Detecting Chagas Disease Using a Vision Transformer-based ECG Foundation Model

Lore Van Santvliet1, Phu Xuan Nguyen1, Bert Vandenberk2, Maarten De Vos3
1STADIUS Center for Dynamical Systems, Signal Processing and Data Analytics, Department of Electrical Engineering (ESAT), KU Leuven, 2KU Leuven, 3KU Leuven - Dept. of Electrical Engineering / Dept. of Development & Regeneration


Abstract

Chagas disease, a parasitic condition endemic to Latin America, is associated with cardiac abnormalities, making electrocardiograms (ECGs) a valuable tool for non-invasive and cost-effective population screening. However, its detection remains challenging due to overlapping characteristics with other cardiovascular conditions and limited data availability.

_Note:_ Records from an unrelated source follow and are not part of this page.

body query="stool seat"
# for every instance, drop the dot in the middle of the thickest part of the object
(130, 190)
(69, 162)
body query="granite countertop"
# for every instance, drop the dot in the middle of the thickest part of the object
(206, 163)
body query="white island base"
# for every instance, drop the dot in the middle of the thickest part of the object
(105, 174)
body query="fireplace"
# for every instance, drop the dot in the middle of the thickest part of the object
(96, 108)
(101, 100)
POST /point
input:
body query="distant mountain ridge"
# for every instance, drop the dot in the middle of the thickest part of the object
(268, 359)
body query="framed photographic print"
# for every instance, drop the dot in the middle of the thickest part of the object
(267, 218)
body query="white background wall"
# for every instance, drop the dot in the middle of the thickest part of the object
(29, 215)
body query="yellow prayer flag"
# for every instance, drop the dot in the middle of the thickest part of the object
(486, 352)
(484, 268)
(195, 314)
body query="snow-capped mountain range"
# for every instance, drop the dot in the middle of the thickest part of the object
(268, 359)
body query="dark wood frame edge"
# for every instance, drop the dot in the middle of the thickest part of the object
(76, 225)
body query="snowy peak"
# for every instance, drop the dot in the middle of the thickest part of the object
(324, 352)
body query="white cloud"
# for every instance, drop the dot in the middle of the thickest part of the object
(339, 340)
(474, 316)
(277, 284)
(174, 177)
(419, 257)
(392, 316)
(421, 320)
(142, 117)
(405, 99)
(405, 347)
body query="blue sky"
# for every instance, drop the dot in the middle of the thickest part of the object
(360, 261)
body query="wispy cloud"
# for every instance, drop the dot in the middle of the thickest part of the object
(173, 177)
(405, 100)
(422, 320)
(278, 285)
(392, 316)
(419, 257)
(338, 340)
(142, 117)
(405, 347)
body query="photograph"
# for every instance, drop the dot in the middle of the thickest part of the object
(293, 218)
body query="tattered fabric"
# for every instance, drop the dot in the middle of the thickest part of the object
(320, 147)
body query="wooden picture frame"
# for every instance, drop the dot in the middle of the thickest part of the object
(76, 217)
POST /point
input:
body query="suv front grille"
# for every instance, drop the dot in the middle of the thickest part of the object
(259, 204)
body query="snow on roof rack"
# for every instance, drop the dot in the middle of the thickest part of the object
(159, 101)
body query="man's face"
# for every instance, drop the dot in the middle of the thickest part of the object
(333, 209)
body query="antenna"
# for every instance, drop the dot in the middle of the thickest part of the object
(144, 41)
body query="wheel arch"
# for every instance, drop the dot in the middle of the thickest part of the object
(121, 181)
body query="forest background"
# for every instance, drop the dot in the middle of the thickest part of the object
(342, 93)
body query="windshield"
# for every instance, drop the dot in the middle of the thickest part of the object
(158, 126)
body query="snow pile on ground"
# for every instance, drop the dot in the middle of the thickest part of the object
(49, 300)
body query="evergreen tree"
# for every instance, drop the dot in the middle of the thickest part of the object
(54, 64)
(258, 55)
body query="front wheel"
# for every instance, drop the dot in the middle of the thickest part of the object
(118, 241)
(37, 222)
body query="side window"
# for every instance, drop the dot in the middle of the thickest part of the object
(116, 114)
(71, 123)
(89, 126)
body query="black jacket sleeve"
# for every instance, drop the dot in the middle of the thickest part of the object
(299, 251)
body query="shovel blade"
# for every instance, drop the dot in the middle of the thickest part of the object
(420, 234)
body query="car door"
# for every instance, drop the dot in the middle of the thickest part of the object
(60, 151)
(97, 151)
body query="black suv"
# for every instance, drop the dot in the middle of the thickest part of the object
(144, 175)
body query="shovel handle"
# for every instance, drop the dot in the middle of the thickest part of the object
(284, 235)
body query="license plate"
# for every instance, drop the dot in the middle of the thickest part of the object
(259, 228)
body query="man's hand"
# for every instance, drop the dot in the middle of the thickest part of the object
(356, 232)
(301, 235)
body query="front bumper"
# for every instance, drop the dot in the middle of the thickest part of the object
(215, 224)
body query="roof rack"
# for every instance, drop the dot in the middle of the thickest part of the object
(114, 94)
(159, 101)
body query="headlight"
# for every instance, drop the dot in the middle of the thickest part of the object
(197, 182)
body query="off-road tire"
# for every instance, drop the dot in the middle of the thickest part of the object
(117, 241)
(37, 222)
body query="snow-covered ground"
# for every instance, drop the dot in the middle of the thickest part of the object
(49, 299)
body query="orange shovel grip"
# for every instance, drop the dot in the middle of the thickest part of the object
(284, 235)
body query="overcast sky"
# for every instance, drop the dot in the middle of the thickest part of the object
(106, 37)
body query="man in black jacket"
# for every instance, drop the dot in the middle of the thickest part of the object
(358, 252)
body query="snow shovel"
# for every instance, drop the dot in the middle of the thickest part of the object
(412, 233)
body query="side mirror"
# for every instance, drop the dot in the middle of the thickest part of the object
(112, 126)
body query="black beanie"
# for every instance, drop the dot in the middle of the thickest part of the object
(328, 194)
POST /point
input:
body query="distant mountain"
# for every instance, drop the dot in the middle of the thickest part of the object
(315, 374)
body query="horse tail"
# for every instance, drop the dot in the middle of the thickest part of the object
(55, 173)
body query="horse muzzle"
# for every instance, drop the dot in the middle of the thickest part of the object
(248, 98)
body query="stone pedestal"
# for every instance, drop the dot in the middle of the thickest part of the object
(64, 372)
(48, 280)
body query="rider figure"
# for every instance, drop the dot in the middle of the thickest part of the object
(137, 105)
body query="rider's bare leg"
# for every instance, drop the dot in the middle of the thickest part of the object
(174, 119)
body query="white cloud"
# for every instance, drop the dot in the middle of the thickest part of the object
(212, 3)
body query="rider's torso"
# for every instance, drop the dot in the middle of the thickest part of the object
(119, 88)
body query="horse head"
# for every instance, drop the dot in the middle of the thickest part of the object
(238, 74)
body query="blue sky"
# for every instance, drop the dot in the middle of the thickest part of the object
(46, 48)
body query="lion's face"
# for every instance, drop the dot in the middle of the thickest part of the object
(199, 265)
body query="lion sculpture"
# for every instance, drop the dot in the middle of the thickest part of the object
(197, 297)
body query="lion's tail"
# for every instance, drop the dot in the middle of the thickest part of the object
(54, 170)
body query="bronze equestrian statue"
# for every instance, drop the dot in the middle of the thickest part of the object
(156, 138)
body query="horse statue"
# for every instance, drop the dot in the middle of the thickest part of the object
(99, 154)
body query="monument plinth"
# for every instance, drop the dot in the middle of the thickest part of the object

We demonstrate the use of a vision transformer (ViT) foundation model for Chagas detection from clinical 12-lead ECGs, for the George B. Moody PhysioNet Challenge 2025 under the team name Biomed-Cardio. The model was first pretrained using a masked ECG modeling task on open-source datasets (CinC2020, Chapman-Shaoxing and CODE-test) to learn generalizable ECG representations. Task-specific training was then performed via linear probing then fine-tuning on PTB-XL, CODE-15% and SaMi-Trop databases. To address the strong class imbalance caused by the low prevalence of Chagas, we employed data augmentation (cropping and shifting), and weighted sampling strategies. Using 5-fold stratified cross validation on the challenge's training set, our method achieved a mean internal validation score of 0.437±0.023 for the challenge metric, 0.856±0.005 AUROC, 0.193±0.008 AUPRC, and 0.272±0.010 F1-score. On the hidden validation set, the approach scored 0.390 for the challenge metric.

Our results highlight the value of extensive pretraining for learning robust ECG representations, applicable to downstream tasks such as rare disease detection. This approach is particularly beneficial when labeled data is scarce, as it leverages large-scale, heterogeneous ECG datasets to improve performance on low-resource classification tasks. We will still investigate the added value of using the challenge datasets for pretraining of the foundation model.